Another potential caveat concerns the validity of the data on which we based our projection. The census data we used here captures what speakers consider to be their first language, but such self-assessments may have different meanings for different speakers or can be interpreted differently among different data users. As a result, there is a possibility that our results would differ if we were to use data that was collected with different survey methods. Furthermore, our estimates rest on the assumption that speakers retain the capacity to use their first language throughout their life but language attrition may accelerate the process of language dormancy if speakers are too few to have frequent opportunities to use their language [58].
Importantly, estimates of speaker numbers and dormancy risks are only one criterion against which revitalization efforts may be evaluated. Language revitalization is a holistic process aimed at improving a community’s overall well-being, rather than merely increasing speaker numbers [59]. Evaluating a language’s vitality should consider the context in which the language is spoken and the needs and wishes of each community [60]. As such, our estimates should not be used on their own but as a complement to local knowledge. Furthermore, due to data unavailability, our analyses considered less than half of all Indigenous language varieties of Canada, meaning that we are not in a position to assess dormancy risks in several languages.

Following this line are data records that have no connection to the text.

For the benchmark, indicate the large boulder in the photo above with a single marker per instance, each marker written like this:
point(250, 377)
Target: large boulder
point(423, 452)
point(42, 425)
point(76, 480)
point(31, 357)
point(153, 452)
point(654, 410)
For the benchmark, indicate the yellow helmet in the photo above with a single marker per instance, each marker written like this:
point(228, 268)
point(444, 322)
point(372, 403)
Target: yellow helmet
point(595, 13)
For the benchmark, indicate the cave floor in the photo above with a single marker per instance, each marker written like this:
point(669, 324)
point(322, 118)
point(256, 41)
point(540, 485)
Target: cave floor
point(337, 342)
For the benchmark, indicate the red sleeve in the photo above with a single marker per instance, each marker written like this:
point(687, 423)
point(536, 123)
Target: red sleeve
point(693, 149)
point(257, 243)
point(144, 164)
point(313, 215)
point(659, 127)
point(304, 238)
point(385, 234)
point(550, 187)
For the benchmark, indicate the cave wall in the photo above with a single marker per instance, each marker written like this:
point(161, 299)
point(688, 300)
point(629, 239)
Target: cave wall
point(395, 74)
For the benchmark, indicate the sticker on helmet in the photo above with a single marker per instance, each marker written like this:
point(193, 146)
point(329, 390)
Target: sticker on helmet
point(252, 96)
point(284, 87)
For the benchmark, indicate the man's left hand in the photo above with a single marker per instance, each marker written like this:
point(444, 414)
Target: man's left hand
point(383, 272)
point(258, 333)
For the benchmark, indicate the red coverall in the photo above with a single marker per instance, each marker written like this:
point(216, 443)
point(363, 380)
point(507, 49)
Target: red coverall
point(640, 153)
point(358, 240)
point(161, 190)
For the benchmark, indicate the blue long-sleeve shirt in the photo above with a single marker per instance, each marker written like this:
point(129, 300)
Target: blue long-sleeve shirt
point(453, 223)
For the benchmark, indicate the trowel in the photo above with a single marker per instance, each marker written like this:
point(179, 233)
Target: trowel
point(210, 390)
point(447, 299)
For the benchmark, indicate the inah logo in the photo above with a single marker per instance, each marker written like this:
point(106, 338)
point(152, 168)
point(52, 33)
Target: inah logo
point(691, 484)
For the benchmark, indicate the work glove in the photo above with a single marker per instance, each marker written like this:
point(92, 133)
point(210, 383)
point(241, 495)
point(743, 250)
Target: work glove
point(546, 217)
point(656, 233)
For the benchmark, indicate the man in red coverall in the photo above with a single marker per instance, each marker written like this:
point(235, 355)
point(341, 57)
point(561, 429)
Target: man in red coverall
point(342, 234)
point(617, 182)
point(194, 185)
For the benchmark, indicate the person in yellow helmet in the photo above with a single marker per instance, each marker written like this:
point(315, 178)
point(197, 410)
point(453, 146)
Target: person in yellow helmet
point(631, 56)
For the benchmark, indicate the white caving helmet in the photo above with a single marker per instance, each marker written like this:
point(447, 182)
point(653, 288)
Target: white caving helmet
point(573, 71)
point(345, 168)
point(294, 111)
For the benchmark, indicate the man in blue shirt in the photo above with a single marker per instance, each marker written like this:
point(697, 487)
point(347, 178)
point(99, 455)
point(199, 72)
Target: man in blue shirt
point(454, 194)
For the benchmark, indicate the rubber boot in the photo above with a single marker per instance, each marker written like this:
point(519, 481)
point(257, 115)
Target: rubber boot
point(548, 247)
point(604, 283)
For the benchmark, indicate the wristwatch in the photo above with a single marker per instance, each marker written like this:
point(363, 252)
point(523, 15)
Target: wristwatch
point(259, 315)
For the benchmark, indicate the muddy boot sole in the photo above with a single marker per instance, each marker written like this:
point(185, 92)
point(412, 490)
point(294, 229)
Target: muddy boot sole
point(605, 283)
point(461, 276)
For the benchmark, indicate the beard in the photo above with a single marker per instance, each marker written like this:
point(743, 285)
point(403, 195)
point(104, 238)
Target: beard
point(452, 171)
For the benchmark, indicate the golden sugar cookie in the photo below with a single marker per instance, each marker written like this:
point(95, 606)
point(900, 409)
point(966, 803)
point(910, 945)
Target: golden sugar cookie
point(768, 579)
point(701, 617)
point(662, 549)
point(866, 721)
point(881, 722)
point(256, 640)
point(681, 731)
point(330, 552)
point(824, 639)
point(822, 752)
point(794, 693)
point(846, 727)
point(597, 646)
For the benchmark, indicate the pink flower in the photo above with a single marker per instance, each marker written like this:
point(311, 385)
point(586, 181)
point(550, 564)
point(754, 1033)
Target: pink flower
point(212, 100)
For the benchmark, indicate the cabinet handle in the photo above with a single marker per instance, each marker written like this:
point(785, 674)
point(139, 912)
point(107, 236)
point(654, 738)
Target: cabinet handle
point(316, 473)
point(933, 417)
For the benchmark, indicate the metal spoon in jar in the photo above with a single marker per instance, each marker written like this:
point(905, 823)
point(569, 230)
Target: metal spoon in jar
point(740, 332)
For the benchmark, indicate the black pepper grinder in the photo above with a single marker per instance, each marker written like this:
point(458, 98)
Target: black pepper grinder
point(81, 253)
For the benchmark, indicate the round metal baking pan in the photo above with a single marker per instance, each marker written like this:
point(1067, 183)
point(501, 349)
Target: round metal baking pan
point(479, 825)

Nonetheless, we consider that our study shows the potential usefulness of demographic projection for evaluating the current vitality of languages. One key requirement is counts of speakers by age, but relatively few countries disseminate such data systematically accounting for their population’s entire diversity, including in terms of its Indigenous and minority languages. We thus encourage more statistical agencies around the world to expand the dissemination of high-quality linguistic data in a way that properly accounts for the whole of the planet’s linguistic diversity. By doing so, we might be able to better pinpoint where and how fast we are losing our rich cultural heritage.